Auf eine "besonders bemerkenswerte Frechheit" in der Illustrierten "Die Aktuelle" machte "Übermedien" diese Woche aufmerksam: Auf der Titelseite der Funke-Zeitschrift prangte das Gesicht des ehemaligen Formel-1-Rennfahrers Michael Schumacher, der dem Magazin Jahre nach seinem schweren Skiunfall und seiner darauf folgenden Medienabwesenheit angeblich ein Interview gegeben haben soll.

"Welt-Sensation – Das erste Interview! – Es klingt täuschend echt", prophezeit die Schlagzeile. Blättert man auf die entsprechende Seite, findet man, allerdings bemüht versteckt, den Hinweis darauf, dass eine Künstliche Intelligenz dem Klatschblatt ein Interview gegeben hat – und nicht Michael Schumacher.

Übermedien-Autor Boris Rosenkranz schreibt dazu:

"Die Quellenangabe ist dann sensationell, auch in ihrer Präzision: 'Das Interview war im Internet. Auf einer Seite, die mit Künstlicher Intelligenz, kurz KI genannt, zu tun hat.'"

Viel sensationeller ist allerdings die Dreistigkeit der Redaktion, die auf derselben Seite auf "Lügen-Bilder mittels KI" (z.B. Papst in Riesenjacke) verweist, während sie drei Zentimeter darunter selbst versucht, ein Lügen-Interview als ein richtiges zu verkaufen. Oder soll das eine Art Wiedergutmachungs-Versuch sein, ganz à la "Wir haben hiermit darauf hingewiesen, dass man KI auch problematisch einsetzen kann"?

Wenig überraschend wird die Familie von Michael Schumacher nun juristische Schritte gegen "Die Aktuelle" einleiten.


Altpapierkorb (World Press Photo, ein gefaktes prämiertes Foto, neu gewählter RBB-Verwaltungsrat)

+++ Die Gewinner des World Press Photo Awards stehen fest: Die vier besten internationalen Fotografien aus dem Journalismus thematisieren unter anderem den Krieg in der Ukraine und die Klimakrise.  

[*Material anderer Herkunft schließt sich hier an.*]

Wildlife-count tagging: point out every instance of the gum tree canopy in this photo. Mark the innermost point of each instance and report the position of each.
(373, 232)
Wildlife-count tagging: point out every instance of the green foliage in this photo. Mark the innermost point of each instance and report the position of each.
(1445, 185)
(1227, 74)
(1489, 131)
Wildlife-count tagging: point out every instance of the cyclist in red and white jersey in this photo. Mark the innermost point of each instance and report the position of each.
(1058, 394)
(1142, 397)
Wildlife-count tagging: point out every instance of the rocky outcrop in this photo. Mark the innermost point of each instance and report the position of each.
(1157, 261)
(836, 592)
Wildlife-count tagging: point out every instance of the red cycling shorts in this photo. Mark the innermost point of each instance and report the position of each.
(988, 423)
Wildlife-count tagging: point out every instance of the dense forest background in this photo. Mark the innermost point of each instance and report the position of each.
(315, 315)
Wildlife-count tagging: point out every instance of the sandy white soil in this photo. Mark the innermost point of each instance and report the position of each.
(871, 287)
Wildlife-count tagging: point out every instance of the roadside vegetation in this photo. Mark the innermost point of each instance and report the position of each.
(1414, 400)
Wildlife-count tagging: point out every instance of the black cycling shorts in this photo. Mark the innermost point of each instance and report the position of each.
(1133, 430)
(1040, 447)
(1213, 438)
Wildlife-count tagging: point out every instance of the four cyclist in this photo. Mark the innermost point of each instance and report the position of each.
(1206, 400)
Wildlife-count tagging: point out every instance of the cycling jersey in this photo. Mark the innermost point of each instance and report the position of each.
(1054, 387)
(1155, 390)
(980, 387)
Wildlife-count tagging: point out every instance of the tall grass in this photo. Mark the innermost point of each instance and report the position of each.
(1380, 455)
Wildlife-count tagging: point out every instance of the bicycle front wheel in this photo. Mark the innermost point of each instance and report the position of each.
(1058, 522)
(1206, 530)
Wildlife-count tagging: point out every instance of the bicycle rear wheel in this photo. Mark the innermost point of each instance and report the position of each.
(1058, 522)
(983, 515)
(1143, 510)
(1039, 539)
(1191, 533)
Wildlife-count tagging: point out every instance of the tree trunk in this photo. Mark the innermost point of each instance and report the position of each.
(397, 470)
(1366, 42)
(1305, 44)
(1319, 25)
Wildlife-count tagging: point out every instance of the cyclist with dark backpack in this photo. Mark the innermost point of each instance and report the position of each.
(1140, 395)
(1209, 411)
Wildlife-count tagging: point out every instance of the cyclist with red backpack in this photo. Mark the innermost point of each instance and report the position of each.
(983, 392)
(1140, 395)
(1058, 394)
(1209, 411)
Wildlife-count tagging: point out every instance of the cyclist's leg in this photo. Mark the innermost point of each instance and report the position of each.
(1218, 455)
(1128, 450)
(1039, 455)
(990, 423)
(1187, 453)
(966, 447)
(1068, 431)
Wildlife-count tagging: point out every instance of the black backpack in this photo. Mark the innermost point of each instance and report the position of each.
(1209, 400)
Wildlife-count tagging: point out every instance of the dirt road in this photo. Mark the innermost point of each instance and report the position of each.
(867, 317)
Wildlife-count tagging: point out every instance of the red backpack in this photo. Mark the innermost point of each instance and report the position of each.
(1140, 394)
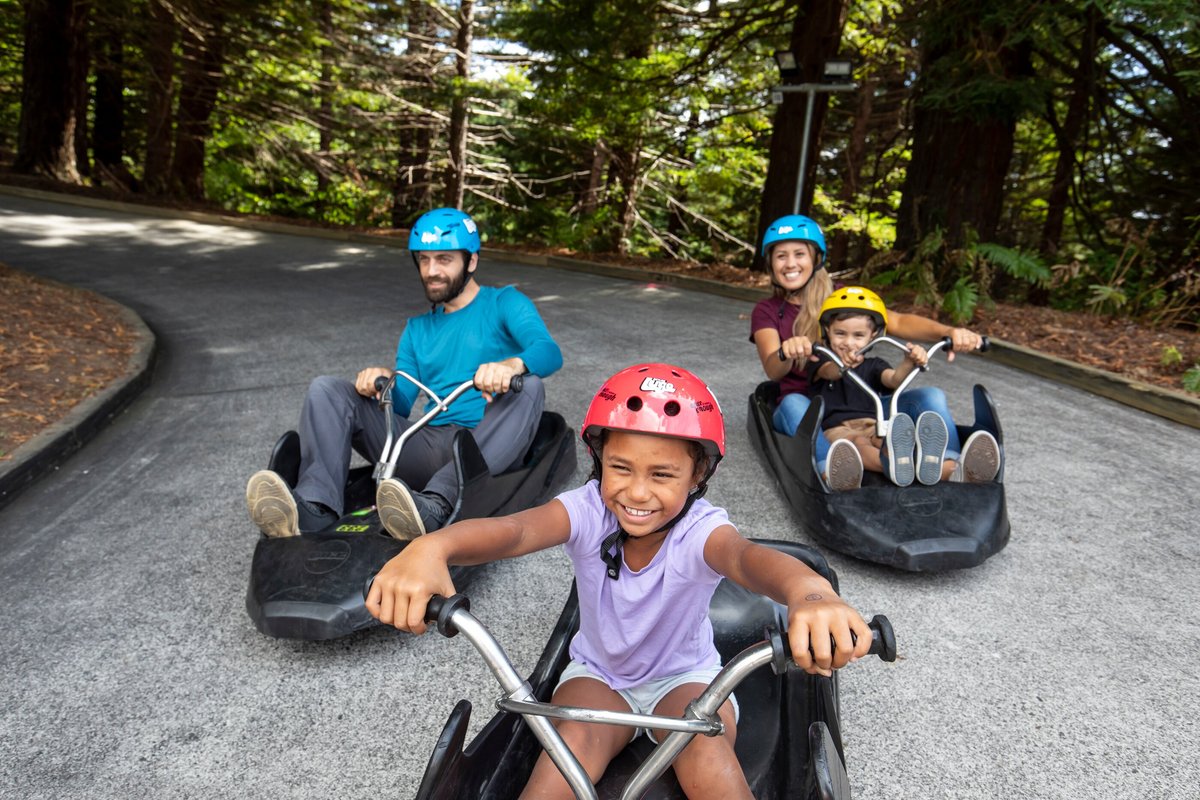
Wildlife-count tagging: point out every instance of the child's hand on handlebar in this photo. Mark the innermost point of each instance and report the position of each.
(401, 590)
(820, 626)
(963, 340)
(364, 383)
(496, 377)
(917, 355)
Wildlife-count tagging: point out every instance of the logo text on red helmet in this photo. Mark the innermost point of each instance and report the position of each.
(657, 385)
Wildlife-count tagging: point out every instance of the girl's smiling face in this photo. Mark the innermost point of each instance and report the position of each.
(792, 263)
(646, 479)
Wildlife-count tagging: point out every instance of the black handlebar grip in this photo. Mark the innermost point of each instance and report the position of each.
(883, 644)
(439, 609)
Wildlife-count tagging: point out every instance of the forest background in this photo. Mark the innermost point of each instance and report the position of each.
(1035, 154)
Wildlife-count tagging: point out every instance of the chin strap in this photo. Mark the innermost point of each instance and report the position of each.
(610, 548)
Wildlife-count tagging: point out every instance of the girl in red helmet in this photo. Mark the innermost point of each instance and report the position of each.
(648, 553)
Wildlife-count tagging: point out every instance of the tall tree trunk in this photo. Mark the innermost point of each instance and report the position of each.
(51, 89)
(625, 166)
(961, 152)
(413, 185)
(591, 198)
(108, 130)
(456, 172)
(1083, 89)
(325, 108)
(816, 37)
(203, 50)
(856, 155)
(160, 90)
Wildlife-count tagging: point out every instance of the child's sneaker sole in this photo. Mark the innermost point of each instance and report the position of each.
(844, 467)
(271, 505)
(900, 444)
(397, 512)
(931, 439)
(981, 459)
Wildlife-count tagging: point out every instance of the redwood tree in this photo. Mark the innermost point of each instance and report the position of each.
(816, 37)
(52, 89)
(976, 82)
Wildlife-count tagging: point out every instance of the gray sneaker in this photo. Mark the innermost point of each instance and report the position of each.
(407, 515)
(277, 511)
(844, 467)
(979, 462)
(931, 438)
(271, 505)
(898, 449)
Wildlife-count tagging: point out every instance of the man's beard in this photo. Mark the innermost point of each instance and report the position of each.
(448, 292)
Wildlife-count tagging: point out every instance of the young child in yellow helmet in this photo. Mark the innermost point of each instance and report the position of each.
(850, 318)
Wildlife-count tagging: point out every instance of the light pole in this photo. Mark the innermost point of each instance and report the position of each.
(837, 78)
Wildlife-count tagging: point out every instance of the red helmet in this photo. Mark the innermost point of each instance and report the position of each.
(658, 398)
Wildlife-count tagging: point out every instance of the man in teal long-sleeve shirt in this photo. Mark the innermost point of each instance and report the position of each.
(472, 332)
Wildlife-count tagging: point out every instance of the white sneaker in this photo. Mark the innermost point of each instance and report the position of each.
(979, 462)
(898, 450)
(931, 438)
(844, 467)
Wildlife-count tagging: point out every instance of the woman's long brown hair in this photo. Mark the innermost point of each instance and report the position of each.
(815, 292)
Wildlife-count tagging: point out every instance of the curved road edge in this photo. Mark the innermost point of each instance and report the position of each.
(1175, 405)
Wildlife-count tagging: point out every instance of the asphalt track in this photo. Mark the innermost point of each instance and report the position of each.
(1061, 668)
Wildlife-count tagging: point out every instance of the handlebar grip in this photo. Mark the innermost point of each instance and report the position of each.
(439, 609)
(883, 643)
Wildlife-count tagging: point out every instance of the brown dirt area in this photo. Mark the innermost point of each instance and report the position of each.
(59, 344)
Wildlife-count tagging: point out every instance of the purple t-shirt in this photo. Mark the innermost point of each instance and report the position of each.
(648, 624)
(779, 314)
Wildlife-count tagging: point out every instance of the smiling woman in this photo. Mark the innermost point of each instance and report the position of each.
(58, 347)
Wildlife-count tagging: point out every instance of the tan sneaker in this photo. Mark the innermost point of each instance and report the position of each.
(844, 467)
(979, 462)
(271, 505)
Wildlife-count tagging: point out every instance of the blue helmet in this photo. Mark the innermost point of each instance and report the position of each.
(444, 229)
(795, 228)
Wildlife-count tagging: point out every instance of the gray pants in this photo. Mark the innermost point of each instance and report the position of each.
(336, 417)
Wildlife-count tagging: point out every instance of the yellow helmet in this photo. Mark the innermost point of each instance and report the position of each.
(855, 299)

+++ Mal wieder ein gefaktes Foto, das auch noch einen Preis gewonnen hat: Der deutsche Fotograf Boris Eldagsen hat den Sony World Photography Award in der Kategorie "Creative" erhalten und gleich wieder zurückgegeben. Sein prämiertes Foto war gar keines, sondern war mit Künstlicher Intelligenz erstellt worden. "Die Einreichung war seiner Aussage nach ein Test, um zu sehen, wie Fotografiepreise mit KI-generierten Bildern umgehen", schreibt verdi in seinem Medienmagazin.

+++ Der RBB hat einen frisch gewählten Verwaltungsrat, der sich jetzt vor allem um die finanziellen Entscheidungen des Senders kümmern darf. +++

Das Altpapier am Montag schreibt Christian Bartels. Schönes Wochenende!